The Federal Reserve Board and the FDIC would do well to follow the lead of the OCC and review the overdraft practices of the banks they supervise. Concerns about providing liquidity to consumers should be met by real small credit, rather than overdraft policies that carry penalties. January’s developments prove that this scenario is becoming an industry standard. This is good news that is likely worth billions of dollars in savings for households living paycheck to paycheck.

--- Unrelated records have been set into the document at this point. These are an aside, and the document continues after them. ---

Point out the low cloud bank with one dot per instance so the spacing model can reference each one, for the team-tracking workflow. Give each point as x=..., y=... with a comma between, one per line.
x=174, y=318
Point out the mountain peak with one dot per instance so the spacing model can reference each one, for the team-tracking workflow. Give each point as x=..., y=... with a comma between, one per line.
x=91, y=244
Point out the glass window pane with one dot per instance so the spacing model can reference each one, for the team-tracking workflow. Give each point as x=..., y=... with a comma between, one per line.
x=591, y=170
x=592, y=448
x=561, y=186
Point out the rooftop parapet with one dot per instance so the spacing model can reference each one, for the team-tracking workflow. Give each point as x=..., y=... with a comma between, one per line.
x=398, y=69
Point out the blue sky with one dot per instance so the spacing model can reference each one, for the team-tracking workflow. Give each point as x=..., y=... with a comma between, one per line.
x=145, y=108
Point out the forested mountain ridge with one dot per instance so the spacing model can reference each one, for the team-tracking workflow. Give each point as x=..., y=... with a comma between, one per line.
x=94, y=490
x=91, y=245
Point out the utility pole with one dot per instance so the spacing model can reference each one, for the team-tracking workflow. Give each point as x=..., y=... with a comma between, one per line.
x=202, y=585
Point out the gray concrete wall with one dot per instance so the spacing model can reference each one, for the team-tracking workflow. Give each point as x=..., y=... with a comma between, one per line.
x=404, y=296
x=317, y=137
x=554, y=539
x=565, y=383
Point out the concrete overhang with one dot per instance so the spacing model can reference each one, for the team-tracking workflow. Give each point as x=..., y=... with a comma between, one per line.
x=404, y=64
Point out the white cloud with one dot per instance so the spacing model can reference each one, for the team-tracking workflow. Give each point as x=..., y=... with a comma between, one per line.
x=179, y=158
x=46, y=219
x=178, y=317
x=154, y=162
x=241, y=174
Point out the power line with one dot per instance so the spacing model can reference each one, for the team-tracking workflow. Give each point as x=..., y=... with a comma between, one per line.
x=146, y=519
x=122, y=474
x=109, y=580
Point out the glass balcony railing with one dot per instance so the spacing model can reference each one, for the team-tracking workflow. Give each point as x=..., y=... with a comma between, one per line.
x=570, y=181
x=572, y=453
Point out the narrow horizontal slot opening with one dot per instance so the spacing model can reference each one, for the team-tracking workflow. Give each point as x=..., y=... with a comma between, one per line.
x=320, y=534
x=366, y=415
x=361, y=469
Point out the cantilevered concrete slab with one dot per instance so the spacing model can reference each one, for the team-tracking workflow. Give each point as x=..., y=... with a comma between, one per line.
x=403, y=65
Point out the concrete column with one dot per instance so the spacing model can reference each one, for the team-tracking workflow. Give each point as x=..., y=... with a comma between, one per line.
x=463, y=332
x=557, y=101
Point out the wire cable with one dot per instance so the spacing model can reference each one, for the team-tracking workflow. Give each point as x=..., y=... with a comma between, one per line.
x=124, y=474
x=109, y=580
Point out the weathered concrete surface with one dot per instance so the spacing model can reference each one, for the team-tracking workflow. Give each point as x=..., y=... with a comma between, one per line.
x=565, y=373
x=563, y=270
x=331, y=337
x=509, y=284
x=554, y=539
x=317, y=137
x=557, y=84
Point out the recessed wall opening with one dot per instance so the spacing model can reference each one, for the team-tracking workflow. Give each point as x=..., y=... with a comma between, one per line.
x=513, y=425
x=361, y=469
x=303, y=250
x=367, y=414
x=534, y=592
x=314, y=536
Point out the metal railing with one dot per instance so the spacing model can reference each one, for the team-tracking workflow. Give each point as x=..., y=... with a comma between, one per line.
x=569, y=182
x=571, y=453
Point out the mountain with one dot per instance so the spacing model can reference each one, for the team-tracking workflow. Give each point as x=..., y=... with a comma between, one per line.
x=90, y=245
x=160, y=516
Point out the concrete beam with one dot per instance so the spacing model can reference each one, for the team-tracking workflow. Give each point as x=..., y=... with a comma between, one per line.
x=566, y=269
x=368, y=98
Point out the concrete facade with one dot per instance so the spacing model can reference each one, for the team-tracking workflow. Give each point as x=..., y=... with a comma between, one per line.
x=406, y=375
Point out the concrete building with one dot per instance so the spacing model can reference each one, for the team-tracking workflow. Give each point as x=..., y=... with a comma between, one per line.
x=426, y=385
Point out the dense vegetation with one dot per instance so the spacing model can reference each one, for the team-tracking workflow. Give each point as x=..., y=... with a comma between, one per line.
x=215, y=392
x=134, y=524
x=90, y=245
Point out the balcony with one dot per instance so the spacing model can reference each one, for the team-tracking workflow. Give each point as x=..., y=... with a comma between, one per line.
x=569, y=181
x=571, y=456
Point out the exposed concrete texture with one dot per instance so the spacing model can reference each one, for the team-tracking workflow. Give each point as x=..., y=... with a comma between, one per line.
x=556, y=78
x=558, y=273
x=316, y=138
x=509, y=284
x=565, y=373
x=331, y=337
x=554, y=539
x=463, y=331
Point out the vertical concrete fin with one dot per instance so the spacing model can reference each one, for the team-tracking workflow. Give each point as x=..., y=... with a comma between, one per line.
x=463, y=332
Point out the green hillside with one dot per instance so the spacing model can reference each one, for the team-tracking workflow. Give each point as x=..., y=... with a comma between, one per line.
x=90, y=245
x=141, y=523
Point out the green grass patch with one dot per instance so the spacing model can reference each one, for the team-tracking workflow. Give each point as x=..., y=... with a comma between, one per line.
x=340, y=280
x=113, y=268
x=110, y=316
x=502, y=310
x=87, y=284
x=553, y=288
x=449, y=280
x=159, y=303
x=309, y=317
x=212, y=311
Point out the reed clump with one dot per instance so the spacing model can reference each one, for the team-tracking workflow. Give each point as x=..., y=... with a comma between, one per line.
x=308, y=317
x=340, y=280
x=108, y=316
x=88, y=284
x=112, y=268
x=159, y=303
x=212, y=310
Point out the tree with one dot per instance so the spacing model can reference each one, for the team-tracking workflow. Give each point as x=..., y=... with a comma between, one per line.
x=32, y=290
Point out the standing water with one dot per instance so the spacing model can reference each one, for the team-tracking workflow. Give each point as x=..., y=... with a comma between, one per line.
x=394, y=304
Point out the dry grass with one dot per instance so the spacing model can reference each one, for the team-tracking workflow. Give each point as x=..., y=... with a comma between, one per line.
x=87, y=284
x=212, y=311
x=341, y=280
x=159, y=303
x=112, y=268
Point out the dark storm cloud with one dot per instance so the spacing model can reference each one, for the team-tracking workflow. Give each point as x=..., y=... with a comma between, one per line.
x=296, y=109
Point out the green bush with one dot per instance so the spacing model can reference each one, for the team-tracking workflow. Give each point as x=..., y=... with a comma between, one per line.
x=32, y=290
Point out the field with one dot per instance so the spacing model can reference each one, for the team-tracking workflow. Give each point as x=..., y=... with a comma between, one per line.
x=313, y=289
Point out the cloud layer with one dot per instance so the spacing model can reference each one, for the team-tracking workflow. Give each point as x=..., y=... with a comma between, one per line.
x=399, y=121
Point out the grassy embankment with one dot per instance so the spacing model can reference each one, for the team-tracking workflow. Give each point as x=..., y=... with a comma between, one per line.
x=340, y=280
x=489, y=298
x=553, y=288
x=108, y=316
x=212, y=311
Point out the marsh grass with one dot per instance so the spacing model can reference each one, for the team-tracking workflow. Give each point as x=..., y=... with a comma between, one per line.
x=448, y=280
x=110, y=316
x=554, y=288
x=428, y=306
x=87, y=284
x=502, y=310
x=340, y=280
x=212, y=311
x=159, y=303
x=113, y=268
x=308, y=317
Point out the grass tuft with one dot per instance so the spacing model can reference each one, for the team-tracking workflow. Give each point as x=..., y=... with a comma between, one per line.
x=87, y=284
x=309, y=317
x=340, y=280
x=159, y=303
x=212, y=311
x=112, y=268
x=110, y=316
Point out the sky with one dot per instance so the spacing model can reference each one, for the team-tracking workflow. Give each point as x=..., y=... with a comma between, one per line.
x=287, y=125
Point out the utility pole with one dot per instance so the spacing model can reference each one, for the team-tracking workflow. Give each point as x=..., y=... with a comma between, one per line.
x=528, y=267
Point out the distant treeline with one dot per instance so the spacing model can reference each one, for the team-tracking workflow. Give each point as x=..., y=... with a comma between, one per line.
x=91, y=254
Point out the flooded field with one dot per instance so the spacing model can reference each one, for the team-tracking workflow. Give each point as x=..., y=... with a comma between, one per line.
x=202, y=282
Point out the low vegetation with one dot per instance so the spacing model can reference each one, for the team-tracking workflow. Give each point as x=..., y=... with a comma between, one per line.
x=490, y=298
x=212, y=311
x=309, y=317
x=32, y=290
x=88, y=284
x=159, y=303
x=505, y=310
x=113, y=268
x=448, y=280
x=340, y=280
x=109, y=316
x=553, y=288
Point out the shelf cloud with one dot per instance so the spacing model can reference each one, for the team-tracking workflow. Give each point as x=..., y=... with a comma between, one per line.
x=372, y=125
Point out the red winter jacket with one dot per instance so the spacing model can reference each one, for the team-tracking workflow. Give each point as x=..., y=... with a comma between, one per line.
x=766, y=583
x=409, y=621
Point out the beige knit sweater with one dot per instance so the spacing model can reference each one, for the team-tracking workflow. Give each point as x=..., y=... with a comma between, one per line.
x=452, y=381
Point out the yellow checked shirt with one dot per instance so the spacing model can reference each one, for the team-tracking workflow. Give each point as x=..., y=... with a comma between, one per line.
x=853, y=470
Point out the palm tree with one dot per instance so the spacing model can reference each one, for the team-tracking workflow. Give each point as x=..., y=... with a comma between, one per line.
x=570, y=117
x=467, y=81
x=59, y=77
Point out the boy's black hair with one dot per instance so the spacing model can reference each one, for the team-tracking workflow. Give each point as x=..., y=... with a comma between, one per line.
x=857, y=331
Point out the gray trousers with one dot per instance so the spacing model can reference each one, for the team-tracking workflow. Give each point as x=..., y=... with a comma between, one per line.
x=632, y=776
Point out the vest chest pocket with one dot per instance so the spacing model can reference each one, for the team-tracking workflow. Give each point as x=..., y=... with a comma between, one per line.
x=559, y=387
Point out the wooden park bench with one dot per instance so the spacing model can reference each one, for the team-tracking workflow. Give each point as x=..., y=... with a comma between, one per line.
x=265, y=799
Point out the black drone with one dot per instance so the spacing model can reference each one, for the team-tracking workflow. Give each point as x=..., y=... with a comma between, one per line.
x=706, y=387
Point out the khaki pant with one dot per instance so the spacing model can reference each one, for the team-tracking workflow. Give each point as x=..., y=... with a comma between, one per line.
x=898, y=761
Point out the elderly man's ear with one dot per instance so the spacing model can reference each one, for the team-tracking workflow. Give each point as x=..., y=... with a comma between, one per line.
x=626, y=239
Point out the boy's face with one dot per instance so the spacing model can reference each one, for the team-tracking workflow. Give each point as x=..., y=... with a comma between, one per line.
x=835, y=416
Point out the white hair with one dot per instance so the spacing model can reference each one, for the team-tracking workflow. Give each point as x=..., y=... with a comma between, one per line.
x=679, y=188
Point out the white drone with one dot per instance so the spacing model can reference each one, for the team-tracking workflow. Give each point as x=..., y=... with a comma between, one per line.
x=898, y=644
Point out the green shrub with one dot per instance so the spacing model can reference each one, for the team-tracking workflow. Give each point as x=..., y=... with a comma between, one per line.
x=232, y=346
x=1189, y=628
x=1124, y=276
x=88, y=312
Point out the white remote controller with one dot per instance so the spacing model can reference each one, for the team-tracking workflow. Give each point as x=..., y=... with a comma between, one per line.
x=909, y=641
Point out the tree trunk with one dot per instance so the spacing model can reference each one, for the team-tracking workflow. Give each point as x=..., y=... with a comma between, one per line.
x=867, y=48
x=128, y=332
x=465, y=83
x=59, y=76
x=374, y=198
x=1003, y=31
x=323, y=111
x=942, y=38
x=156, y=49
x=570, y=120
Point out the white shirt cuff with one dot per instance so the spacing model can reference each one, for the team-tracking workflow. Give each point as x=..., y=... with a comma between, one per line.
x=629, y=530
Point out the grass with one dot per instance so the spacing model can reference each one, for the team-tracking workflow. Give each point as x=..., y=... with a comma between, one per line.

Major overdraft policy changes at 5 of the 7 largest US banks
January updates will benefit low- and middle-income households
|Bank||Overdraft Policy Changes||Small loan offer|
|Bank of America||Will eliminate NSF and overdraft transfer fees and ATM overdraft and reduce overdraft fees from $35 to $10.||Yes: installment loan up to $500|
|Regions||Eliminate NSF and overdraft fees. Will allow access to direct deposit two days before payday. Will also limit the number of overdraft fees to three per day.||Pending: $500 line of credit, details to come|
|Truist||Eliminate NSF and overdraft fees, while adding checking account functionality with a negative $100 balance buffer and no-overdraft checking accounts.||Pending: $750 line of credit, details to come|
|American bank||NSF fees eliminated. Waive overdraft fees on negative balances up to $50 and provide a full day grace period for overdraft fees.||Yes: installment loan up to $1,000|
|Wells Fargo||Eliminate NSF and overdraft fees, begin a 24-hour grace period for overdraft fees, and allow access to direct deposit two days before payday.||Pending: $500 loan, details to come|
Source: All details from company announcements.
Alex Horowitz is a Principal Officer and Linlin Liang is a Senior Associate of The Pew Charitable Trusts Consumer Lending Project.